Copying the videotapes from the MUG seminars, for everyone who ordered a set, took almost a month of continuous recording after each conference. Charles had three VCRs hooked up at his home, one for the master and two for making simultaneous copies in real time. Charles wore out several VCRs over the years of providing this service.

The Lima User Group had no idea how many visitors would attend the first MUG conference held on the Ohio State University Lima campus in 1988. Charles was amazed when attendance, based on the sign in sheets and manual head counts, approached five hundred. Conference visitors, the famous and not-so-famous, not only came from the Ohio valley, but also from all around the United States, Canada and eventually Europe. It must be noted that the first MUG conference was intended to be an informal get together for user groups up and down I-75 from Toledo to Cincinnati, Ohio. However, the word got out and the success of the Lima MUG conferences from 1988 through 1998, under the direction and leadership of Charles Good, became an important part of TI-99/4A history.

Charles Good was born and raised in Chicago, where he earned a BS and MS at the local University of Illinois campus. Charles earned his PhD at Ohio University, Athens Ohio, where he specialized in plant fossils. Charles modestly says, "I have no formal computer qualifications at all and have never been a 'computer expert'."

Charles moved to Lima in 1974, because that was where a teaching job opened up, and has been teaching Biology and Plant Biology at the Lima Campus of The Ohio State University ever since. In 1975 Charles married a Lima woman with four young children, and Charles and his wife had three more children.
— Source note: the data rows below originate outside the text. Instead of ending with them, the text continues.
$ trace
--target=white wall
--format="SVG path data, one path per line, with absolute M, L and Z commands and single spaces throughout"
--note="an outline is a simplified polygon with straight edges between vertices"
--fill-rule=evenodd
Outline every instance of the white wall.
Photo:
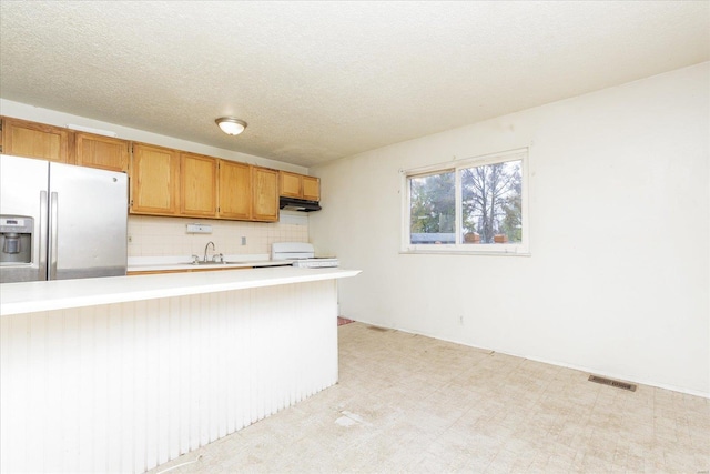
M 710 396 L 710 63 L 312 169 L 347 317 Z M 400 254 L 398 170 L 530 145 L 531 256 Z

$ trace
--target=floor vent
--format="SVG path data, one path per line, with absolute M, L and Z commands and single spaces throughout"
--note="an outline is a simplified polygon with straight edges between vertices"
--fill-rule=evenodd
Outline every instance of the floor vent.
M 589 375 L 589 382 L 596 382 L 604 385 L 616 386 L 617 389 L 628 390 L 629 392 L 636 392 L 636 385 L 632 383 L 619 382 L 618 380 L 599 377 L 597 375 Z

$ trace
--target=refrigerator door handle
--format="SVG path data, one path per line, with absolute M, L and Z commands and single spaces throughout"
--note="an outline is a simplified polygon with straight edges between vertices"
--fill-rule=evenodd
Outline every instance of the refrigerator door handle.
M 47 191 L 40 191 L 40 234 L 39 234 L 39 274 L 38 280 L 47 280 L 47 226 L 49 222 Z
M 58 208 L 59 196 L 55 192 L 50 193 L 49 199 L 49 279 L 57 280 L 57 250 L 59 245 L 59 230 L 58 230 Z

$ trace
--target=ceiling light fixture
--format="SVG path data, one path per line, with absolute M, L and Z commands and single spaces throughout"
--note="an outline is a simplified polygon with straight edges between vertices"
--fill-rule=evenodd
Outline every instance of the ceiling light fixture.
M 227 135 L 239 135 L 246 128 L 246 122 L 234 117 L 221 117 L 215 120 L 220 129 Z

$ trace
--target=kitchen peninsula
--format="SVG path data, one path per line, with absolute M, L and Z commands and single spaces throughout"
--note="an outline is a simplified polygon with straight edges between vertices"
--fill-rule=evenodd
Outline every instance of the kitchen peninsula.
M 266 268 L 0 285 L 2 472 L 145 472 L 337 381 L 337 280 Z

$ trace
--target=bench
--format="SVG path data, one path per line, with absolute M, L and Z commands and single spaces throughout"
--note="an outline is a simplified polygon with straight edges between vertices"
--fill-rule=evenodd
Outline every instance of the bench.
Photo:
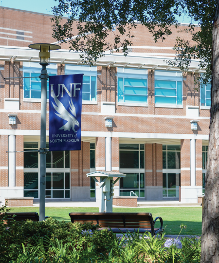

This made Charles a proud father of seven. In 1982, Charles and his wife were searching for an appropriate home computer for the family. They attended a Commodore Vic 20 demo at a local store and were very unimpressed when the computer ran out of memory about half way through a Basic program designed to plot a circle on the screen. Therefore they purchased a home computer that could do the job nicely, a TI-99/4A.

Biography prepared by Glenn Bernasek
from personal recollections and from biographical material provided by Charles Good.